- Directed by: Max Varnel
- Screenplay by: Lawrence Huntington
- Based on: an original story by Roy Vickers
- Produced by: Bill Luckwell Jock MacGregor
- Starring: Peter Reynolds Noelle Middleton Yvonne Buckingham
- Cinematography: Philip Grindrod
- Edited by: Robert Hill
- Music by: Wilfred Burns
- Production companies: Bill & Michael Luckwell Limited
- Distributed by: Columbia Pictures
- Release date: 1961;
- Running time: 63 mins

= A Question of Suspense =

1961 British film by Max Varnel

A Question of Suspense is a low budget 1961 British black and white crime drama "B" film directed by Max Varnel and starring Peter Reynolds, Noelle Middleton and Yvonne Buckingham. It was written by Lawrence Huntington from a story by Roy Vickers. It was one of several crime films starring Reynolds.

==Plot==
James Tellman Drew is a businessman who has deposited £30,000 worth of forged bonds with his bank. When his chief clerk and childhood friend Frank Brigstock discovers the fraud, Drew offers him a partnership in his business, but lures him to a lonely spot by the coast and murders him and buries his body. Drew persuades the police that it was Frank who had been behind the scam and has absconded.

Rose Marples, who has been living with Frank as his wife, and has known both men since her youth, is not convinced. She begins her own investigation, ultimately discovering the burial site and bringing about Drew's demise.

==Cast==
- Peter Reynolds as Tellman Drew
- Noelle Middleton as Rose Marples
- Yvonne Buckingham as Jean Forbes
- Norman Rodway as Frank Brigstock
- James Neylin as Inspector Hunter
- Pauline Delaney as Mrs. Barlow (as Pauiline Delany)
- Anne Mulvey as Sally
- Peter Dix as Det. Sergent White
- Fergus Cogley as bank manager
- Dennis Franks as estate agent
- John Hoey as hall porter

==Critical reception==
Monthly Film Bulletin said "Thinly scripted murder-and-revenge melodrama, unexceptionally directed and working up to a tidy climax which was never in doubt for a moment."

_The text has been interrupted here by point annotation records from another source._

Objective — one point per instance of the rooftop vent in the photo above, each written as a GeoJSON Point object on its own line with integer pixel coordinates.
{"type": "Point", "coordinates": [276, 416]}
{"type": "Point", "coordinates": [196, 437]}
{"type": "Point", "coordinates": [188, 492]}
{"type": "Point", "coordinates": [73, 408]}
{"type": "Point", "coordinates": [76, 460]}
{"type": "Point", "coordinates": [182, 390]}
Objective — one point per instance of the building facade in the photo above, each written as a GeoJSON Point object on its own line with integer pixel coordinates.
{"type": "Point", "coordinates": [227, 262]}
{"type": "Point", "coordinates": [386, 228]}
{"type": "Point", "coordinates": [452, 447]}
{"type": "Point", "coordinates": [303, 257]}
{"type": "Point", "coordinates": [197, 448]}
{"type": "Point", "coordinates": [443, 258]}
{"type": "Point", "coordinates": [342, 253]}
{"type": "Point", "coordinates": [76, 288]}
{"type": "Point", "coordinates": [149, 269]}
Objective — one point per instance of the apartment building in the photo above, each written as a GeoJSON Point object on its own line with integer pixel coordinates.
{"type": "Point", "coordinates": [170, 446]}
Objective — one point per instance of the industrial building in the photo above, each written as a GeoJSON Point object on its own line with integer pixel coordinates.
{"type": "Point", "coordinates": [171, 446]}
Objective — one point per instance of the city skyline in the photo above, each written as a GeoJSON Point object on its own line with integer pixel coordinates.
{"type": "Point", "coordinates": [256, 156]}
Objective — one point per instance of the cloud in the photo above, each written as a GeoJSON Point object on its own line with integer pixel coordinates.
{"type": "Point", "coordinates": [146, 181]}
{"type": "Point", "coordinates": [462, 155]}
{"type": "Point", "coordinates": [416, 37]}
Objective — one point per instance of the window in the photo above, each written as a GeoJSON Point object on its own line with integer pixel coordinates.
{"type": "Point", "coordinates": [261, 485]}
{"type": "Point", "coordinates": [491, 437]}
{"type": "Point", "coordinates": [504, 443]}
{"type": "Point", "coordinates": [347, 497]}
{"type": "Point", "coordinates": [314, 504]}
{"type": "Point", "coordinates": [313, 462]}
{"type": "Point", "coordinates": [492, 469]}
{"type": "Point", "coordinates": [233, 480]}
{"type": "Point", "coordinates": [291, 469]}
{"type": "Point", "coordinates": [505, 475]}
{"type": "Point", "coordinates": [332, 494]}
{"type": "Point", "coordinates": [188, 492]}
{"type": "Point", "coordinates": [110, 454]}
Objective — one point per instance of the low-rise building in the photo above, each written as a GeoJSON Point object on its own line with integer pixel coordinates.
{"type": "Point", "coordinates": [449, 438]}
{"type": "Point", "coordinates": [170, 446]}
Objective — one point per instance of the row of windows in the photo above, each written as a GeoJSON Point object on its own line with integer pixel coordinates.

The Daily Cinema noted on 26 June 1961 that the film "concentrates its drama on the characters and what makes them tick."

==Production==
The 1968 Report of the Film Industry Committee shows that the Irish Film Finance Corporation had invested in the production of the film.

It was made at Ardmore Studios, Bray in Ireland. Although set in England, external scenes were filmed around Dublin and Greystones, including Frank Brigstock going to work on a CIÉ (Córas Iompair Éireann – Irish Transport Company) bus.